I dearly wish that ISIS will be contained and then defeated by the many countries and armed groups who say they are committed to achieving that goal.
From the evidence to date, it is hard to be confident that the American-led coalition under construction will be the effective vehicle to do that, which is a very uncomfortable feeling.
Here are some key reasons why. We have decades of experience in the Middle East with initiatives of various sorts (promoting democracy and human rights, expanding free markets, and so on) that failed because they were unilaterally conceived in the West in panic, and announced to the region by the United States. Only then were the Middle Eastern central to progress identified and engaged. Announcing a coalition before its members are on board is an amateurish way of operating, because it makes the local players – Arab governments of already mixed legitimacy in this case – look like hapless fools who snap to attention when an American gives the order.
المشاركون باجتماع جدة أعلنوا التزامهم المشترك للوقوف صفا واحدا ضد تهديد "الإرهاب" (رويترز)
Washington is correct to say that a combination of effective local military action and inclusive domestic political systems are required for progress in destroying ISIS, in Iraq especially. I lack confidence in this aspect of the American approach because it is foolhardy to expect that such important requirements can be forged quickly and in the heat of battle – after the U.S. has just spent a full decade and trillions of dollars in Iraq trying but failing to achieve precisely those two important goals. We can even see some counterproductive consequences of the U.S. legacy, such as rampaging ISIS troops taking from the retreating Iraqi security forces the fine arms and equipment that Washington had provided.
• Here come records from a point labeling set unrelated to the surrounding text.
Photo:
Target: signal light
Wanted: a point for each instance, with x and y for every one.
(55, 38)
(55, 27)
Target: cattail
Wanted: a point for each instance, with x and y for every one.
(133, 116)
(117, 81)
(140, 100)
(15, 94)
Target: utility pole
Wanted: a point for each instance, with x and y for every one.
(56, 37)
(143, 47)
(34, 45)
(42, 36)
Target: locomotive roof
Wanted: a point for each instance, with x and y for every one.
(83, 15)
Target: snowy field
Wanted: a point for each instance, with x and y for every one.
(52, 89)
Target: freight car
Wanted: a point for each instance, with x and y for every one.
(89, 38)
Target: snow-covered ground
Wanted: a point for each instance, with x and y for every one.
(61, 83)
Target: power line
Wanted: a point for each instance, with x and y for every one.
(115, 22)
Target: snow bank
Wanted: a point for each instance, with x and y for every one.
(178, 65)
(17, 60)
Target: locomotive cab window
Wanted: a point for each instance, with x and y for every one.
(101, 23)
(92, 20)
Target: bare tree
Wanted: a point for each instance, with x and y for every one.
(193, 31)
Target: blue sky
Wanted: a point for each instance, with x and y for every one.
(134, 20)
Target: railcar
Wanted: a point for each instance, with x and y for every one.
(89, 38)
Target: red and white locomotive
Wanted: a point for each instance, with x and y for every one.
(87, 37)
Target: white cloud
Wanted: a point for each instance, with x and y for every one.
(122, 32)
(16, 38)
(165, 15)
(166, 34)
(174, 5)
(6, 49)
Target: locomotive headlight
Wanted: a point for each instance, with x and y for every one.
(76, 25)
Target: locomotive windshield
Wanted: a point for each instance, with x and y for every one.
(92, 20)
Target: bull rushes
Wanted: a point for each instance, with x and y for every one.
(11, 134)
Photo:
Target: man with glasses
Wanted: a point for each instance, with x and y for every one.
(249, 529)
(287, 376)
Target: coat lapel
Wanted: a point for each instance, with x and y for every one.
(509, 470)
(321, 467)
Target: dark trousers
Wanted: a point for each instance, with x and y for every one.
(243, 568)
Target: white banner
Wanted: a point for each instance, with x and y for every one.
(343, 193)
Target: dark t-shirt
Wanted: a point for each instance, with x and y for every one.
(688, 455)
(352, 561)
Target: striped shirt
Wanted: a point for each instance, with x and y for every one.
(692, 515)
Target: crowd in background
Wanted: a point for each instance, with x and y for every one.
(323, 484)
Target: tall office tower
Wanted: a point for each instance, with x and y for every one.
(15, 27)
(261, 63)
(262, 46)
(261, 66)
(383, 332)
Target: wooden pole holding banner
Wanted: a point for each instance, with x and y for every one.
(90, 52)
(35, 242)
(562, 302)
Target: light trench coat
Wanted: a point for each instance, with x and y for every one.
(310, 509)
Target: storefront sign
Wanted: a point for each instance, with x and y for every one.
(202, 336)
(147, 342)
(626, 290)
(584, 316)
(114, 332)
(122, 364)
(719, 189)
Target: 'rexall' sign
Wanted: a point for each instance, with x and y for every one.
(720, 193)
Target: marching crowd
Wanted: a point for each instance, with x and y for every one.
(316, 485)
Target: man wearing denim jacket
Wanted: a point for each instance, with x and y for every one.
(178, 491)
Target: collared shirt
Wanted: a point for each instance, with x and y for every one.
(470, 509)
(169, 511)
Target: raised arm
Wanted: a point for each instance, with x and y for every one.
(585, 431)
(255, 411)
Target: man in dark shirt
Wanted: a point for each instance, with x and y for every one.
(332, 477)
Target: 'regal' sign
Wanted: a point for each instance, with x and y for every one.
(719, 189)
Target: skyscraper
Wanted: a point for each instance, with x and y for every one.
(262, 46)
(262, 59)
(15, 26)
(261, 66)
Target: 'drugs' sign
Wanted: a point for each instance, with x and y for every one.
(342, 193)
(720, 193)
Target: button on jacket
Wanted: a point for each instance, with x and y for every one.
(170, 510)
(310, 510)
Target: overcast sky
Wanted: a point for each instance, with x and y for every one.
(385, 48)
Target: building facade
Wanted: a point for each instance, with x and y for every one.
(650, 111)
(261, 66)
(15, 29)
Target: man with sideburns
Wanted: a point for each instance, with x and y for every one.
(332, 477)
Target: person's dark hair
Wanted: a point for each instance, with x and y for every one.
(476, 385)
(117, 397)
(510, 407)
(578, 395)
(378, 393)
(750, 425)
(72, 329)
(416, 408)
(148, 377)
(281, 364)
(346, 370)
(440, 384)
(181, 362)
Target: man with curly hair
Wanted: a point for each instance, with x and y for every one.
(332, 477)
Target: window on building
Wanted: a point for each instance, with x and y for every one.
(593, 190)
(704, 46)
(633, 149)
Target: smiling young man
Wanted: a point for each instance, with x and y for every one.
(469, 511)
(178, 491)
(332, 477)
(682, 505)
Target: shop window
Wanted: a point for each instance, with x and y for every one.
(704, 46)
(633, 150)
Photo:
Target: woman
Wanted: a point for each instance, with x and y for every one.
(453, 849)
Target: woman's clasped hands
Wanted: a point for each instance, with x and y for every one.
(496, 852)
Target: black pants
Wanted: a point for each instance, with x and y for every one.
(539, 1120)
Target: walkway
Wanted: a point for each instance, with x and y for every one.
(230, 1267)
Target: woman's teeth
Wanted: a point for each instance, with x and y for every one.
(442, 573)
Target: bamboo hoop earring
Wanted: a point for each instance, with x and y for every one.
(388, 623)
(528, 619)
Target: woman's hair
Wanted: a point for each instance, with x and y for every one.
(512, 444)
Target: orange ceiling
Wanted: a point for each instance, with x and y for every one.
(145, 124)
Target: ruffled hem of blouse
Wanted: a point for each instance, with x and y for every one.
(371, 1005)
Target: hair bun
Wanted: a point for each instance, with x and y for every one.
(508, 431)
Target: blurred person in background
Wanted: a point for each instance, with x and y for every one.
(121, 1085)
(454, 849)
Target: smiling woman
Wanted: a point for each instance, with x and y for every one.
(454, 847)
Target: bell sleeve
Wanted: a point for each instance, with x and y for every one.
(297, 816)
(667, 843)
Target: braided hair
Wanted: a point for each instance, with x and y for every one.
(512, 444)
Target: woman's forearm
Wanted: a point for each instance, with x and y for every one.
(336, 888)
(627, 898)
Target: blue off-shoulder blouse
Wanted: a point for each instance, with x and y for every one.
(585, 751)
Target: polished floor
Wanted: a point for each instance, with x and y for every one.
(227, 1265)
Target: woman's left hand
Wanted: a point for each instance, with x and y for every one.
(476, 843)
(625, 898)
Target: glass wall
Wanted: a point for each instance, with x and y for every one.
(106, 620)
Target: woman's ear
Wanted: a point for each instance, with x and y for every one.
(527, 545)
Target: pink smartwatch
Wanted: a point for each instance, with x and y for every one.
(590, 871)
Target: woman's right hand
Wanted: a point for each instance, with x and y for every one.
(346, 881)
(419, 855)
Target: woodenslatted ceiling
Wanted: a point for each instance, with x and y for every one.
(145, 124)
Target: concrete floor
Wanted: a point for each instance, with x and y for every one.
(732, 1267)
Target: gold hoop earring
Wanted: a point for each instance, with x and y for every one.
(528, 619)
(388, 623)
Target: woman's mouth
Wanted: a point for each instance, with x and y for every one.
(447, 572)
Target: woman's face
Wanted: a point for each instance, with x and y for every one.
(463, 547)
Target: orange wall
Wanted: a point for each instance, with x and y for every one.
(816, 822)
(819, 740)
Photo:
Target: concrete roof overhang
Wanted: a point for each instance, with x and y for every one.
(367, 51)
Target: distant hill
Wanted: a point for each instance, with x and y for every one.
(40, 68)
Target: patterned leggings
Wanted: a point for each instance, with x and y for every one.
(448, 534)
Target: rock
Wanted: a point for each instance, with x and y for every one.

My confidence in the success of the coalition being assembled to fight ISIS drops sharply when I hear President Barack Obama cite Yemen and Somalia as examples of how this war will be waged. Yemen and Somalia are modern catastrophes of state-building and foreign intervention, including most recently the U.S. assassination campaigns carried out by drones that are supposed to diminish and degrade Al-Qaeda-related groups there. Yet somehow those groups keep expanding and they have spread into half a dozen other countries in the region. No wonder, then, that resolve among regional players to do this Washington’s way is erratic at best. Someone should tell the American president that Yemen and Somalia are political nightmares to be avoided at all costs, not replicate or tout.
Naming retired Marine General John Allen to coordinate the anti- ISIS coalition also raises questions anchored in real experiences. My concerns are that the areas of Allen’s expertise and experience in recent years raise many doubts about American efficacy in the Arab-Asian region, instead of inspiring confidence. He oversaw the war in Afghanistan, worked closely with Iraqis in Anbar Province, was deputy commander of all U.S. military operations in the Central Command region, and worked with Secretary of State John Kerry on the security training and coordination side of the recently failed, American-mediated Israeli-Palestinian peace process.
It’s hard to think of a more depressing combination of American failures in the military-political realm in this region than those four episodes in which Allen was a central actor. I hope he was only following orders. His playbook today is to do exactly the opposite of everything he did during the past 10 years, which would inspire some confidence in chances of success.
The Americans’ mixing of emotional remembrances of the 9/11 attacks this week with the current mission to defeat ISIS in Syria- Iraq is factually incorrect and unnecessary, and probably will be counterproductive. It will detract from an accurate analysis of what ISIS represents and how it came to be, and therefore will induce exaggerated emotional reactions, ideologically charged jingoism, and mostly military-based counterterrorism policies that are not suited to the real threat.
American foreign policy since 2001 has helped to expand the threat of Al-Qaeda, ISIS and dozens of similar groups, rather than defeat them. Framing the attack on ISIS in Syria- Iraq through the lens of 9/11 will only perpetuate this problem.
The Arab and Turkish allies being herded into the coalition do not inspire a great deal of enthusiasm or confidence, I am sad to say – genuinely sad, because only dynamic and effective local action will defeat ISIS and other dangerous dimensions of our societies. Kerry looks less like the maestro of a united orchestra and more like a strong-willed sheriff assembling a halfhearted posse of scared locals to chase a dangerous bad guy.
Finally, Syria and its challenges is at the heart of the ISIS phenomenon. However, the coalition being assembled seems unclear about what to do about Syria. We can only hope that this will change.